SELECT AdjustmentID = left(asl.Item, 6)
  FROM db.dbo.bvc_notes  bn
 CROSS APPLY (VALUES (CAST(bn.Note AS nvarchar(max)))) As n(Note)
 CROSS APPLY dbo.DelimitedSplit8K(n.Note, char(10)) As asl
 WHERE bn.id = 280
   AND asl.Item Like '[0-9][0-9][0-9][0-9][0-9][0-9]%';

This assumes you have the standard CRLF in the data - which can be split on the LF. If that doesn't work because you have CR only then modify the VALUES cross apply and include the replace functions. I would not use a comma here - as that is likely a part of the data. I would use either a ^ or ~ or |, depending on what could be included in the note.

This may not improve performance though - it is going to depend on indexes that are available on the bvc_Notes table and how many rows are returned for id = 280.

jeffw8713 · April 29, 2021, 5:47pm

I should also note - you are converting to nvarchar(max), but by default DelimitedSplit8K works only on varchar(8000).

Unless you have modified the function to work with nvarchar - which would only be nvarchar(4000), then the function will be converting the nvarchar column to varchar and cutting it off.

If you have modified the parameters to use nvarchar(max) - that is also going to cause performance issues.
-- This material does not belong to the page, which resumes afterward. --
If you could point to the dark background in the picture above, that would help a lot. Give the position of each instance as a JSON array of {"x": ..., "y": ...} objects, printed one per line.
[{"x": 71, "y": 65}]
ScottPletcher · April 29, 2021, 9:45pm

/* NOTE: I changed to varchar(8000) because DelimitedSplit*8K* is 
   *specifically* designed to work on varchar(8000) or less */
;WITH one_note AS (
	SELECT CAST( [Note] AS VARCHAR(8000) ) AS [Note]
	FROM [DB].[dbo].[bvc_Notes] bn
	WHERE 1=1
		AND [id] = 280
	)
SELECT LEFT( [Item], 6 ) AS [AdjustmentID]
FROM one_note 
CROSS APPLY [DB].[dbo].[DelimitedSplit8K](
	REPLACE(REPLACE([Note], CHAR(13), ''), CHAR(10), ',')
	, ',') asl
WHERE 1=1
	AND TRY_CAST( LEFT( [Item], 6 ) AS  INT ) IS NOT NULL

yosiasz · April 30, 2021, 1:20am

or use DelimitedSplit4K

ScottPletcher · April 30, 2021, 1:54am

But since he's pulling simple digits from the string, there's no need to retain nvarchar, even if the orig data is nvarchar.

jeffw8713 · April 30, 2021, 4:41pm

Correct - but limiting the split to either 4000 or 8000 characters may truncate valid data that is expected to be returned. And - if he just changed the input parameter to the function to accept varchar(max) - we all know that performs a lot less efficiently.
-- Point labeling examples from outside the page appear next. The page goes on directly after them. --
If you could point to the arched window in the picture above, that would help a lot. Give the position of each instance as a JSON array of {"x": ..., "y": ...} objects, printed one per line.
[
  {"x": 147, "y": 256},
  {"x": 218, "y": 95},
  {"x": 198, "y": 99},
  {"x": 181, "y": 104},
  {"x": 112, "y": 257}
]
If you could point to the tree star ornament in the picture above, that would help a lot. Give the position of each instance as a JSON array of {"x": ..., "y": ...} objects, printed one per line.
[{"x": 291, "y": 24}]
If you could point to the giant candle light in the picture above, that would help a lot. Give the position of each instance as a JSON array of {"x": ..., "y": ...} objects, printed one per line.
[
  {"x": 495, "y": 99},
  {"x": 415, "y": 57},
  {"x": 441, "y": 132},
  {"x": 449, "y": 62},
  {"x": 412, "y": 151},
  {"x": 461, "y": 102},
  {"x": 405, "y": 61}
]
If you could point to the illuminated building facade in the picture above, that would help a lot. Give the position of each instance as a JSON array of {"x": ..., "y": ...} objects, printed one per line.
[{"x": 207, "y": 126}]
It would be ideal if the OP provided sample data...if this data can exceed 4000/8000 characters - and there is data past those limits that needs to be parsed - then using DelimitedSplitNN would not be my recommendation. Using a CLR splitter is probably going to be the 'best' option here - but more information is needed.

ScottPletcher · April 30, 2021, 5:20pm

Yes, min/max/avg len of data and count of values to be parsed here would be extremely helpful.

I personally avoid CLR unless I absolutely have to have it (its memory usage is one reason -- can you say "memory hog"!).

So, if most data were ~24K bytes or less, personally I'd substring it out into 8K bytes and use a standard splitter before I went to CLR.

ScottPletcher · April 30, 2021, 8:13pm

Notice, too, that in the original code he's doing a full SELECT within the call to dbo.DelimitedSplit8K. That isn't needed and will harm performance, so I removed it.